Dopamine antagonists are frequently used for the treatment of delirium. Haloperidol IV is the first-line agent for the treatment of agitated delirium, particularly in critical care settings given its relatively benign cardiopulmonary risk profile. It is also the primary agent for the treatment and management of severe agitation on the general care floor. When it is necessary to use an enteral formulation (due to preexisting hospital guidelines or attempting disposition to a rehabilitative facility), one may choose quetiapine (Seroquel) or olanzapine (Zyprexa). Quetiapine is generally preferred over olanzapine in patients with underlying neurodegenerative disorders due to its decreased affinity for dopamine blockage and less extrapyramidal symptom (EPS)–related side effects (see below). See Table 19-2 for dosing strategies for these medications for the treatment of agitation.
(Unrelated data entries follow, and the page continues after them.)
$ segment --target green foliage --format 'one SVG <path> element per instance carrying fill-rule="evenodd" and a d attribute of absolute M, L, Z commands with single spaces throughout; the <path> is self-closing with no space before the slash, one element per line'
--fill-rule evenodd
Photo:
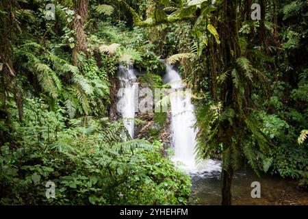
<path fill-rule="evenodd" d="M 100 14 L 103 14 L 105 15 L 112 15 L 114 12 L 114 8 L 112 5 L 98 5 L 93 6 L 93 8 Z"/>
<path fill-rule="evenodd" d="M 160 142 L 125 142 L 121 120 L 67 120 L 62 109 L 53 113 L 41 101 L 29 101 L 26 125 L 15 127 L 21 145 L 1 147 L 1 204 L 187 203 L 190 177 L 163 158 Z M 45 196 L 49 181 L 56 184 L 55 198 Z"/>

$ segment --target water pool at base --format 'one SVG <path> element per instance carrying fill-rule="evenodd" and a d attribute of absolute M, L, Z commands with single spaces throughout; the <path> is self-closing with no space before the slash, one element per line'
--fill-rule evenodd
<path fill-rule="evenodd" d="M 220 205 L 220 175 L 211 172 L 206 176 L 192 176 L 192 196 L 194 201 L 190 205 Z M 261 184 L 261 198 L 253 198 L 251 183 Z M 253 171 L 237 172 L 232 185 L 232 205 L 307 205 L 308 192 L 298 187 L 298 182 L 292 179 L 270 175 L 259 178 Z M 196 199 L 198 198 L 198 201 Z"/>

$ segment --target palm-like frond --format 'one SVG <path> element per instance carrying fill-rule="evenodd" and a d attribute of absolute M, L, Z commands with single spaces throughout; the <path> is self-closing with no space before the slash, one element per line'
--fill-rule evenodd
<path fill-rule="evenodd" d="M 174 64 L 175 62 L 179 61 L 181 59 L 189 59 L 194 57 L 194 54 L 191 53 L 178 53 L 171 55 L 166 60 L 168 64 Z"/>
<path fill-rule="evenodd" d="M 113 149 L 117 151 L 120 150 L 128 151 L 133 148 L 142 148 L 149 151 L 153 151 L 152 144 L 144 140 L 133 139 L 127 142 L 116 144 Z"/>
<path fill-rule="evenodd" d="M 305 140 L 307 138 L 307 136 L 308 136 L 308 130 L 307 129 L 303 130 L 302 132 L 300 133 L 300 136 L 299 136 L 297 140 L 298 144 L 301 144 L 304 143 Z"/>
<path fill-rule="evenodd" d="M 251 62 L 245 57 L 240 57 L 236 60 L 238 66 L 243 70 L 245 76 L 251 81 L 253 81 L 253 74 Z"/>
<path fill-rule="evenodd" d="M 117 49 L 120 47 L 118 43 L 113 43 L 109 46 L 102 45 L 99 47 L 99 50 L 101 52 L 106 53 L 110 55 L 116 53 Z"/>
<path fill-rule="evenodd" d="M 112 5 L 101 4 L 93 6 L 93 8 L 97 12 L 101 14 L 112 15 L 114 12 L 114 8 Z"/>

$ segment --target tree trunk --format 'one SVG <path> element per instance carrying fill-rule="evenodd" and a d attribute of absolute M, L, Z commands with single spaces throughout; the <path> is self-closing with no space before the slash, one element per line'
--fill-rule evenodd
<path fill-rule="evenodd" d="M 222 205 L 231 205 L 232 204 L 232 194 L 231 188 L 232 185 L 232 178 L 233 177 L 233 170 L 229 168 L 227 170 L 222 170 L 221 173 L 222 188 L 221 194 Z"/>

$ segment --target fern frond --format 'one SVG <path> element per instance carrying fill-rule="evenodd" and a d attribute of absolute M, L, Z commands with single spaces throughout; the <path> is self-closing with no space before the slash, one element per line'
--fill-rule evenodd
<path fill-rule="evenodd" d="M 300 136 L 299 136 L 297 140 L 298 144 L 302 144 L 303 143 L 304 143 L 305 140 L 307 138 L 307 136 L 308 136 L 308 130 L 307 129 L 303 130 L 302 132 L 300 133 Z"/>
<path fill-rule="evenodd" d="M 68 114 L 68 116 L 70 118 L 74 118 L 75 115 L 76 114 L 77 110 L 77 107 L 75 103 L 70 100 L 66 100 L 64 102 L 64 105 L 66 107 L 66 112 Z"/>
<path fill-rule="evenodd" d="M 219 75 L 217 79 L 217 82 L 220 84 L 222 84 L 226 81 L 227 78 L 228 77 L 228 75 L 229 75 L 229 71 L 225 71 L 224 73 L 223 73 L 222 74 Z"/>
<path fill-rule="evenodd" d="M 179 61 L 181 59 L 189 59 L 192 58 L 195 56 L 194 54 L 190 53 L 178 53 L 173 55 L 171 55 L 166 60 L 168 64 L 174 64 L 175 62 Z"/>
<path fill-rule="evenodd" d="M 142 61 L 142 54 L 132 48 L 125 48 L 120 53 L 119 62 L 132 65 L 135 62 Z"/>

Caution is warranted in the use of benzodiazepines such as lorazepam because they carry the risk of worsening an underlying delirium and increasing morbidity and mortality. They are also associated with respiratory depression and should be avoided in patients with respiratory compromise. Benzodiazepines should therefore be reserved for those cases of severe agitation that are initially refractory to escalating doses of IV haloperidol. Even then they should only be used sparingly, while other interventions are aggressively attempted.
While dopamine antagonists are relatively safe, it is important to understand their side effect profiles. The most significant risk associated with dopamine antagonists is their potential to cause EPS. This is particularly true of haloperidol. All dopamine antagonists also have QT prolonging effects and carry a theoretical risk of inducing torsade de pointes. To minimize the risk of QTc prolongation, potassium and magnesium repletion should be performed daily, avoidance and/or minimization of unnecessary QTc prolonging medications should be attempted, and a daily ECG should be performed to ensure it remains below 550 milliseconds. Sedation is also a side effect of the newer-generation dopamine antagonists, such as quetiapine and olanzapine, although this may actually be beneficial when treating a patient with delirium due to hyperarousal. Dopamine antagonists should be minimized in patients with Parkinson disease or other severe neurodegenerative disorders, and psychiatric consultation should be considered for assistance in management of these patients.